Plungers generally fell into one of two categories: "I'm not cold - I'm cool!" or "What was I thinking?"

Falling squarely into the first category was Dumbrowsky and his brethren, those fully costumed in chicken, polar bear, penguin, crab and Santa Claus costumes, to name a few. An Elvis or two makes an appearance most years.

Joe O'Connor of Annapolis had been like that, cheerfully plunging each of the seven previous years. He died suddenly two weeks ago, but a team of 15 plungers quickly formed to honor his memory. They raised $3,000.

The enthusiasts charged into the water as if it were the highlight of their year.

Then there were those of the "What was I thinking?" variety. Autumn Hilsinger, a senior at McDaniel College in Westminster, huddled with about two dozen classmates and teachers in the long minutes before noon.

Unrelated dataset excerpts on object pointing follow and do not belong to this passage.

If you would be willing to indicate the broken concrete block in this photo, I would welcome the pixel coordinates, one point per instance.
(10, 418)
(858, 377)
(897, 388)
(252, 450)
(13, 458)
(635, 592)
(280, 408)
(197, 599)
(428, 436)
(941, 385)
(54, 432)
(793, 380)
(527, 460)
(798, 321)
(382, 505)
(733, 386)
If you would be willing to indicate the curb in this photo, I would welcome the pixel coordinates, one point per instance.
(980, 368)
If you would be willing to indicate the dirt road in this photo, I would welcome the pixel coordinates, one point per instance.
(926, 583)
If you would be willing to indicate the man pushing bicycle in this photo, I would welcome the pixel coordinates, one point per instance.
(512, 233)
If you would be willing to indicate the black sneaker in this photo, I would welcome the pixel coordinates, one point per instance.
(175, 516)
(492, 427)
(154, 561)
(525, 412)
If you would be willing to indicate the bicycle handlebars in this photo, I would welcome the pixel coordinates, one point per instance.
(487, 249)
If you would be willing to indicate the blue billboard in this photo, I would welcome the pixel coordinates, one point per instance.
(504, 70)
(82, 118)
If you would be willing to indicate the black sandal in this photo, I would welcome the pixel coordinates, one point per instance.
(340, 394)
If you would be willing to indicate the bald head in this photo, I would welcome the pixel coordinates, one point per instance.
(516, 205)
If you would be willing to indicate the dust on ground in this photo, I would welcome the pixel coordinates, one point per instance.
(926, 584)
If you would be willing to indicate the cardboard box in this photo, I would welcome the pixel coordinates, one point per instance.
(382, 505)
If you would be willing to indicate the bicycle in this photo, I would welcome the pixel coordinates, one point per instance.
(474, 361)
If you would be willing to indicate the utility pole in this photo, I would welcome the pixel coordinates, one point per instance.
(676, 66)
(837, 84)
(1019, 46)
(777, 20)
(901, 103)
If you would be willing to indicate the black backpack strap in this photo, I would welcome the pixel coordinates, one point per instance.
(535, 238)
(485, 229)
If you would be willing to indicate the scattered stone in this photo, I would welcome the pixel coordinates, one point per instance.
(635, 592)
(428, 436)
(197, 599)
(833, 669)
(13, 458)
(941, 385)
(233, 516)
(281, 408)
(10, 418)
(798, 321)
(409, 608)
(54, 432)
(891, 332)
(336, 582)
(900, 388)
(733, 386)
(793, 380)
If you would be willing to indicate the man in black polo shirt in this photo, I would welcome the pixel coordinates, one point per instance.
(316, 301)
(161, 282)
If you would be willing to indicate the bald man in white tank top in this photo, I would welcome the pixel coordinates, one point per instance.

"I'm freezing," she said. "I hope I don't die."

They, too, charged into the water, but their speed reflected a desire to just get this over with.

When they emerged, Gary Childs of Baltimore and his daughters Nicole and Natalie, both in their 20s, wrapped themselves tightly in beach towels.

"I did this last year, and my daughters said, `Oh, we'll do it with you Dad!'" he said. "Now they hate me."

And no matter what the costume of the plunger - chicken suit or conservative T-shirt and shorts -nearly all wore the same thing underneath: a thick coat of goose bumps.